Funds were noted sellers, dumping a net 11,000 contracts (55 million bu.) of soybeans today.
Technical analysis: More severe chart damage was done to August soybean futures. The contract found light support just under $13.50 but the main level of support is at the psychological $13.00 mark and the April low at $12.82. Resistance starts at old support at $14.01. November futures broke support at $12.50 1/4, which triggered sell stops. It also broke support at the July 8 low of $12.25. The wide congestion area from $12.20 to $11.86 1/2 is next support . Resistance now starts at $12.25.
Hedgers: 100% sold on 2012-crop in the cash market. 20% forward priced on expected 2013-crop production for harvest delivery.
Cash-only marketers: 100% sold on old-crop. 20% of expected 2013-crop production is sold via forward contract for harvest delivery.
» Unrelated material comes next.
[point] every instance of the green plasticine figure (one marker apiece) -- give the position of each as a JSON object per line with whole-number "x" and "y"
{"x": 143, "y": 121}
Price action: Wheat futures faced light pressure for most of the day and ended low-range with losses of 1 to 4 cents for SRW wheat, while HRW and HRS wheat ended roughly 4 to 5 cents lower.
Fundamental analysis: Wheat futures held up relatively well in the face of heavy spillover pressure from soybeans and losses in the corn market again today. Helping to limit selling interest was a reminder of solid export demand for U.S. wheat. Weekly wheat export sales of 661,400 MT topped expectations with China as the lead buyer.
But ample global wheat supplies means the wheat market lacks the fundamentals to rally on its own, so the market will likely continue to follow corn lower until it shows signs of bottoming. Adding pressure for the HRS market is the favorable condition of the crop and the forecast for needed rain.
Technical analysis: September SRW wheat extended the recent slide and hit yet another contract low today. Former support at $6.50 is now resistance. Looking to the weekly continuation chart, the next level of support stands at the June 2012 low of $6.07 1/2.
Hedgers: 50% of 2013-crop is sold in the cash market. 100% sold on of 2012-crop.
Cash-only marketers: 25% of 2013-crop sale is sold. 100% sold on 2012-crop.
Price action: Cotton futures ended high-range with slight gains of 3 to 16 points in all but the March contract, which ended 5 cents lower. This was generally a high-range close.
Fundamental analysis: Both buying and selling interest were limited in the cotton market today, though weakness in the U.S. dollar index gave bulls a slight advantage heading into the close. Weekly cotton export sales of 33,900 RB were light and down 33% from week ago, but paired with net sales of 96,200 RB for 2013-14, the overall tally was not all that grim (though neither was it "good"). China was the lead buyer, closely followed by Turkey.
Spillover from heavy selling in the soybean market also limited buying interest.
Technical analysis: December cotton futures are making their way back toward the upper half of the market's wide choppy range that has bound action since March. The July high of 87.11 cents is initial resistance, followed by much tougher resistance at the June high of 89.56 cents. Support is layered from the July low of 83.58 cents to the June low of 81.72 cents.
Hedgers: 50% of expected 2013-crop production is hedged in December cotton futures at 83.87 cents. 50% of expected 2013-crop production is also sold via cash forward contract for harvest delivery. 100% sold on old-crop in the cash market.
Cash-only marketers: 85% sold on old-crop. 50% of expected 2013-crop production is sold via cash forward contract for harvest delivery.